As disasters have become more frequent and severe, their impacts on households and homes have intensified accordingly. Addressing post-disaster housing remains a persistent challenge facing emergency management community. This research addresses the critical question of how governments can optimally plan housing resources to accommodate displaced populations effectively throughout the post-disaster recovery period. The study develops an optimization framework to maximize the expected well-being of displaced households throughout the designated temporary housing period. Central to this research is the incorporation of households' utility function that quantify preferences based on displacement distance, housing type attributes, and temporal considerations across recovery phases, recognizing that housing preferences evolve over time. Through a case study of Louisiana's hurricane response, we assess the tool's performance across multiple analytical dimensions.

10:55 - 11:20

Post-Disaster Stochastic Selective Assessment Routing Problem

  • Asena Kaplan, speaker, HEC Montréal
  • Jessica Rodríguez-Pereira, Universitat Politècnica de Catalunya
  • Burcu Balçık, Ozyegin University
  • Marie-Ève Rancourt, HEC Montréal
  • Gilbert Laporte, HEC Montréal

This study proposes a stochastic selective routing problem for planning field visits for post-disaster needs assessment surveys, motivated by a project deployed in Türkiye after the 2023 earthquakes. Two challenges are addressed: (1) selecting a representative sample of communities, and (2) designing efficient routes under uncertainty in key informant availability. Representativeness is ensured using k-means clustering based on socio-demographic, geographic, and economic attributes, with proportional cluster coverage. Uncertainty is handled through a novel main–backup assignment logic. We propose a two-phase matheuristic combining route enumeration strategies with a set-partitioning model to jointly determine sampling and a priori routing decisions. Each route is represented as a decision tree, enabling practitioners to follow a predefined yet adaptive plan. The approach is evaluated on a dataset covering 11 provinces in Türkiye and supports field decision-making. Results show that performance depends on cluster structure and informant availability.

11:20 - 11:45

Prepositioning Network Design for Wildfire Response

  • Birce Adsanver, speaker, HEC Montréal
  • Valérie Bélanger, HEC Montréal
  • Marie-Ève Rancourt, HEC Montréal

Wildfires pose significant risks to human life, property, and ecosystems, and their increasing frequency and severity are placing growing pressure on emergency response systems. Effective response relies on the prepositioning of resources to enable rapid intervention; however, this task is challenging due to uncertainty in the timing, location, and intensity of fire events.
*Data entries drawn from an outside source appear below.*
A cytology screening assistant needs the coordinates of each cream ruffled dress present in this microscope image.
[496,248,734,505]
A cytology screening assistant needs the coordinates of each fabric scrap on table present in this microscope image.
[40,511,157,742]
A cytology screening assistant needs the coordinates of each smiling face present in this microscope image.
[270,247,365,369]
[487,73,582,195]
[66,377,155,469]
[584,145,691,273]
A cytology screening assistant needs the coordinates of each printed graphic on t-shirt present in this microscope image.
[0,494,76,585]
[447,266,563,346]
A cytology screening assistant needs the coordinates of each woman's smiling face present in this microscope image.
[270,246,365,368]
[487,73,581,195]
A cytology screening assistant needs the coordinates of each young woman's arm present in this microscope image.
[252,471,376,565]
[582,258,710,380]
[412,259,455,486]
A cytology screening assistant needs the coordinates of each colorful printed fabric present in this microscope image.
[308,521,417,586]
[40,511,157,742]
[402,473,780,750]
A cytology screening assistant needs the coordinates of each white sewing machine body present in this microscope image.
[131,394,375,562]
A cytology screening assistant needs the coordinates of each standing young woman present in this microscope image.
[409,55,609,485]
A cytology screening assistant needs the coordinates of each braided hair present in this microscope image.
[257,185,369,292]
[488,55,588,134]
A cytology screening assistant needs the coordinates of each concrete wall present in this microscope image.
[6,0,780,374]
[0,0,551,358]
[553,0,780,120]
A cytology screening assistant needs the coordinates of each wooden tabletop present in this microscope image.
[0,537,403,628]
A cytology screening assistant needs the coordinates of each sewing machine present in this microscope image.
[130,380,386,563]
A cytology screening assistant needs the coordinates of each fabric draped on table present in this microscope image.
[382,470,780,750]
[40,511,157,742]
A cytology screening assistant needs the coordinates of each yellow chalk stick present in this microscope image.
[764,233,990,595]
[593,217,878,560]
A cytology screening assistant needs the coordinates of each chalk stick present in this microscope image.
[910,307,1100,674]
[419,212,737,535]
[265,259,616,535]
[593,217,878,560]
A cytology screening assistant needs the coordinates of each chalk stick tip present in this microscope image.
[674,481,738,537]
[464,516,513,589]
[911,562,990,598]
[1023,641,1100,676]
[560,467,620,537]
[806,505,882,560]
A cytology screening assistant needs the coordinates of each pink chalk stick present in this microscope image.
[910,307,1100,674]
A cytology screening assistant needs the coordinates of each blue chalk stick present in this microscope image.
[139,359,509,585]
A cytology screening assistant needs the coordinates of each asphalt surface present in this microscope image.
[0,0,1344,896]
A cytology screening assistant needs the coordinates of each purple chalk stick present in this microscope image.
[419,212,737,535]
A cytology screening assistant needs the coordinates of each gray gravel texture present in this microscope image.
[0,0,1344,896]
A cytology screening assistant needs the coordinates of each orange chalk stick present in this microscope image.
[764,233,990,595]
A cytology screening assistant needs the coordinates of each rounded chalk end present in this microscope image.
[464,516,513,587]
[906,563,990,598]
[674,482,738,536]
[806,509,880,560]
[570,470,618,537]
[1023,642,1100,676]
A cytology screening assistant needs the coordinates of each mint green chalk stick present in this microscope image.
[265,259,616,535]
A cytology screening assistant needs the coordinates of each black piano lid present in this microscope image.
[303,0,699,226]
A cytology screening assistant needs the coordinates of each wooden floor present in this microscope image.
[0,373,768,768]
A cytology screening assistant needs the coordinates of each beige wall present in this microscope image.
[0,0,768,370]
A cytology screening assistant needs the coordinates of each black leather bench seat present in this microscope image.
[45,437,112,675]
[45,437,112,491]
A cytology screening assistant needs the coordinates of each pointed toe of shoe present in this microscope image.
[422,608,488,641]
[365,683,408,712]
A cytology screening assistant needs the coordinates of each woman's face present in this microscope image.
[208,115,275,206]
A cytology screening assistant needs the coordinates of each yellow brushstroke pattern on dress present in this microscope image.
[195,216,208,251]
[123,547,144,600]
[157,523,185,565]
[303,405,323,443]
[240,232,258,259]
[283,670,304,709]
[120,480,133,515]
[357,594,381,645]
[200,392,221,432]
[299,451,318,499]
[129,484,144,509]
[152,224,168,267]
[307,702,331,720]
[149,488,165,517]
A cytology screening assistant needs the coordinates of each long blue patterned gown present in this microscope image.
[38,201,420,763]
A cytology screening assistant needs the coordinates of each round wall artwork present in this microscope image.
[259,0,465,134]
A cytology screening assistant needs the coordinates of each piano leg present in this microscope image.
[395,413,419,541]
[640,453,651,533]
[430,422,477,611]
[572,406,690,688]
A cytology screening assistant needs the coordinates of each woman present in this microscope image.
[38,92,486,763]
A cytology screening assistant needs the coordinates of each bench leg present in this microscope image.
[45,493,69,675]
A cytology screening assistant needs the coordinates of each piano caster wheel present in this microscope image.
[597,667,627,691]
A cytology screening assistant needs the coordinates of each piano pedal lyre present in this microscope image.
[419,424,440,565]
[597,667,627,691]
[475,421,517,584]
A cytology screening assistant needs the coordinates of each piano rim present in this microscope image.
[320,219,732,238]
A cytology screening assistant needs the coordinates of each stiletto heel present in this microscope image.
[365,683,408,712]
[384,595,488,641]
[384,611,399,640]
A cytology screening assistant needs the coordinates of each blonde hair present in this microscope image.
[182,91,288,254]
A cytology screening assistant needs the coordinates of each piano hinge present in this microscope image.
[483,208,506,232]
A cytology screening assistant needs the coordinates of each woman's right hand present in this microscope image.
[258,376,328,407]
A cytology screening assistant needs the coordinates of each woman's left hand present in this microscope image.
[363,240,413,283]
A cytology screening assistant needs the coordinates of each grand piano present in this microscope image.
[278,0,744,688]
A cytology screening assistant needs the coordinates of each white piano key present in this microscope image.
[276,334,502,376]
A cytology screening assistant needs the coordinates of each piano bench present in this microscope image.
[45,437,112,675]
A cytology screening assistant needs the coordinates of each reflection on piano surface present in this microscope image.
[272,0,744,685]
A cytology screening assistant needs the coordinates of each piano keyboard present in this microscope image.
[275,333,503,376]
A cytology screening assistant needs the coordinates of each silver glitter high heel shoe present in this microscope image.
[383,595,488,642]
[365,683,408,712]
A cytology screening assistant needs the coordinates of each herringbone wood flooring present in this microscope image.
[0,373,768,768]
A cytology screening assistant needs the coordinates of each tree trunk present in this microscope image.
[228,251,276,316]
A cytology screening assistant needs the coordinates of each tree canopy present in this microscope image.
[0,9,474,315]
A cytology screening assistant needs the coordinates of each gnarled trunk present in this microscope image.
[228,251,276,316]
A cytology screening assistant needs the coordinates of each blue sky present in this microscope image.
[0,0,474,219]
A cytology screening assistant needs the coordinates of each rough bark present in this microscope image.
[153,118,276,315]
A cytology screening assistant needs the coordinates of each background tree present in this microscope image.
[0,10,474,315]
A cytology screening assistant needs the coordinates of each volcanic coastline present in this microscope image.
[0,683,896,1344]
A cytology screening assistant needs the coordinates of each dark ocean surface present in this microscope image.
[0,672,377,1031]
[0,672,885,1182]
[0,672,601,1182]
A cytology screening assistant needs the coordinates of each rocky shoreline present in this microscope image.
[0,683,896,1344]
We collaborate with SOPFEU (Société de protection des forêts contre le feu), the agency responsible for wildfire management in Quebec, Canada, to provide a decision-support tool for designing a resource prepositioning network to facilitate timely response. We develop a two-stage stochastic optimization model to determine prepositioned resource quantities and locations. The proposed approach is evaluated using realistic wildfire scenarios.

11:45 - 12:10

Air ambulance location problem in northern Ontario

  • Arnoosh Golestanian, speaker, University of Toronto
  • Chris Beck, University of Toronto

Many patients in northern Ontario rely on air ambulance services for transport to hospitals; however, reaching these patients is challenging due to the uneven distribution of air ambulance bases across the province. To address this challenge, we study the Air Ambulance Location Problem, which consists of patients, aircraft, and base locations, with patients characterized by their pickup locations. Our goal is to find the best possible base locations for aircraft, assign aircraft to bases, and decide which aircraft and base provide service to each patient. We propose several problem definitions at varying levels of abstraction and detail, each including different variations. Given Ontario's geographic and demographic diversity, we examine several scenarios to reduce regional disparities in healthcare access. We develop several optimization models that are computationally efficient and easily adaptable to future changes. Using five years of call data from Ornge, Ontario's air ambulance service, we evaluate the performance of these models.